Another Road Trip - Where to Next?
/Not only did we recently spend time planning and prioritizing Blanche’s upfit, we also set up a firm schedule and narrowed down the options for our next road trip. I purchased a used copy of Road Trip USA by Jamie Jensen. It’s chock-a-block full of ideas and routes for “cross country adventures on America’s two-lane highways.” There are eleven routes in all. Some are long trips and some are short. Some travel north/south while others are east/west. Some are themed like following the Oregon Trail, the Appalachian Trail or the Great River Road, a route along the mighty Mississippi. Others are iconic like Route 66 – the Mother Road.
We read about each one and weighed the pros and cons of each. We’ll be traveling in the summertime, so we immediately ruled out southern routes and after some thought, all the north/south routes as well. Though we haven’t done the entire length of Route 66, we’ve done significant portions of it many times, so we ruled it out. We’ve also done major sections of the Loneliest Road (US50), especially the portions through Colorado, Utah, and Nevada. It just didn’t appeal to our sense of adventure.
That left the Oregon Trail which sounded interesting, but upon further reading, it was the Great Northern that grabbed our attention. US-2 was named after the Great Northern the ‘pioneer railroad that parallels the western half of the route’. This 3600-mile journey, also known as the High Road, hugs our northern border and passes through thirteen states and two Canadian provinces.
US-2 spans 2,571 miles and was designed to be separated into two segments in the original 1926 highway plan. The western section begins in Everett, Washington, and ends in St. Ignace, Michigan. The eastern segment begins in Rouses Point, New York, and ends at I-95 in Houlton, Maine. Various connector highways and roads in the US and in southern Ontario and Quebec, Canada account for the extra 1,000 miles of the total route.
Of note, ‘a large portion of the western segment of US 2, and a shorter piece of the eastern segment, follow the old Theodore Roosevelt International Highway. This auto trail… was organized in February 1919 to connect Portland, Maine with Portland, Oregon.’

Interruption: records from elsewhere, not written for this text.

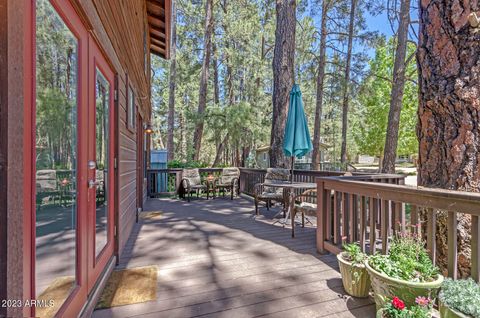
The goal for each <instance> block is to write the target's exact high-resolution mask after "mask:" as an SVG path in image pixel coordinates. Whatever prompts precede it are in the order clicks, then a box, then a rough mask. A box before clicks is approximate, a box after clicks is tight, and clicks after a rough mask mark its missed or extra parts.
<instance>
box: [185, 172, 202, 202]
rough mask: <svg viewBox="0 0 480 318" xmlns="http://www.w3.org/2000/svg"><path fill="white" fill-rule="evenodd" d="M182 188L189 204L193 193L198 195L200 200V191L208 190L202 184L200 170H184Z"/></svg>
mask: <svg viewBox="0 0 480 318" xmlns="http://www.w3.org/2000/svg"><path fill="white" fill-rule="evenodd" d="M182 186H183V191H184V194H185V195H186V197H187V200H188V202H190V199H191V197H192V193H196V194H197V198H198V196H199V194H200V191H205V190H207V186H206V185H205V184H203V183H202V178H201V177H200V172H199V171H198V169H183V171H182Z"/></svg>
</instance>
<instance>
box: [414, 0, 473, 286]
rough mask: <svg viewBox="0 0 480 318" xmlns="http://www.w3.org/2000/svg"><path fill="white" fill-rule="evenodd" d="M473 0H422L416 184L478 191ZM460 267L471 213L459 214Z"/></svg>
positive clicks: (459, 255) (443, 232)
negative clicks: (419, 93) (419, 96)
mask: <svg viewBox="0 0 480 318" xmlns="http://www.w3.org/2000/svg"><path fill="white" fill-rule="evenodd" d="M479 10H480V6H479V4H478V2H477V1H463V2H461V3H459V1H451V0H430V1H428V0H423V1H421V2H420V15H419V18H420V34H419V47H418V52H417V58H418V68H419V89H420V99H419V101H420V103H419V111H418V119H419V121H418V127H417V135H418V139H419V174H418V184H419V185H420V186H424V187H433V188H444V189H451V190H462V191H470V192H479V186H480V165H479V163H480V152H479V150H480V130H479V129H478V127H479V124H480V118H479V110H480V91H479V89H478V88H479V87H480V55H479V54H478V52H480V32H477V31H478V30H479V29H478V24H479V21H478V19H477V18H476V15H475V16H474V12H479ZM445 214H446V213H443V215H442V214H440V215H438V216H437V253H438V254H437V255H438V257H439V259H438V263H439V265H440V266H442V265H444V264H445V261H446V255H447V246H446V244H445V242H446V229H447V226H446V224H447V223H446V216H445ZM457 230H458V232H457V233H458V253H459V257H458V266H459V271H460V276H462V277H466V276H468V273H469V270H468V268H469V265H470V256H471V251H470V234H471V217H470V216H467V215H461V214H459V215H458V227H457Z"/></svg>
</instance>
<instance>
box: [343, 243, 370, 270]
mask: <svg viewBox="0 0 480 318" xmlns="http://www.w3.org/2000/svg"><path fill="white" fill-rule="evenodd" d="M343 250H344V253H343V254H342V256H343V258H344V259H345V260H346V261H347V262H351V263H352V265H354V266H355V265H362V264H363V263H364V262H365V260H366V259H367V255H366V254H365V253H363V252H362V250H361V249H360V246H359V245H358V244H355V243H350V244H344V245H343Z"/></svg>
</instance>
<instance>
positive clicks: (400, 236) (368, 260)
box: [368, 234, 438, 282]
mask: <svg viewBox="0 0 480 318" xmlns="http://www.w3.org/2000/svg"><path fill="white" fill-rule="evenodd" d="M424 246H425V245H424V242H423V241H422V240H421V239H420V238H419V237H418V236H417V235H413V234H401V235H399V236H398V237H396V238H394V239H393V241H392V243H391V245H390V249H389V251H388V255H381V254H375V255H373V256H371V257H370V258H369V260H368V263H369V265H370V266H371V267H372V268H374V269H375V270H377V271H379V272H382V273H384V274H386V275H387V276H389V277H392V278H397V279H402V280H406V281H410V282H429V281H433V280H435V279H436V278H437V274H438V268H436V267H435V266H434V265H433V263H432V261H431V259H430V257H429V255H428V252H427V250H426V249H425V247H424Z"/></svg>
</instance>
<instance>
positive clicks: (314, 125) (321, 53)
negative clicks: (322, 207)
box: [312, 0, 331, 170]
mask: <svg viewBox="0 0 480 318" xmlns="http://www.w3.org/2000/svg"><path fill="white" fill-rule="evenodd" d="M330 3H331V1H330V0H323V3H322V22H321V36H320V56H319V59H318V73H317V102H316V106H315V124H314V129H313V153H312V170H318V169H319V168H320V167H319V164H320V128H321V122H322V106H323V85H324V80H325V64H326V52H327V34H328V30H327V14H328V10H329V9H330Z"/></svg>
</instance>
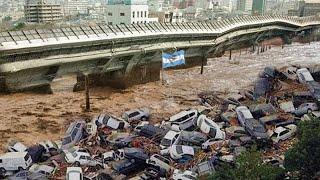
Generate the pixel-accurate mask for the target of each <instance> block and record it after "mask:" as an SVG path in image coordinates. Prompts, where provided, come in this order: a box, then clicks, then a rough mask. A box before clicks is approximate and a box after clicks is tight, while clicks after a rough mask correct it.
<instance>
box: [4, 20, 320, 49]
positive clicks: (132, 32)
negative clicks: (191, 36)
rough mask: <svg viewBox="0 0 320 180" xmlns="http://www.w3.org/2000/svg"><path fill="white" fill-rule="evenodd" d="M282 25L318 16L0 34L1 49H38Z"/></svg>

The route will take us over the Cascade Range across the Great Plains, through the Great Northwoods, Michigan’s UP (Upper Peninsula where David’s mom was born), through Ottawa and Montreal, then back into the States near Lake Champlain, over the Green Mountains and the White Mountains and finally end at Acadia National Park. We’ll actually travel a bit further to Houlton, Maine, the official eastern terminus of US-2, and then return to Acadia NP for a few days. There are large stretches of nothing and several stretches of lots of something. We’ll explore and discover as we go.
Once we’re on the East Coast, we’re thinking we’d like to resume riding our bicycles on segments of the GART (Great American Rail-Trail) which begins in Washington, DC. We’ve done small sections of the route already in Idaho, Montana, Wyoming, and Nebraska. We’ll figure out the logistics of where to leave Blanche and how to retrieve her when we need to. We also haven’t decided on the autoroute home, but for sure, the Lincoln Highway, America’s first transcontinental autoroute from Times Square, New York to Lincoln Park in San Francisco is an option.
So, Blanche is nearly ready and so are we. We’ll be off soon. Join us! You’ll love the ride… and you won’t have to pay for the gas!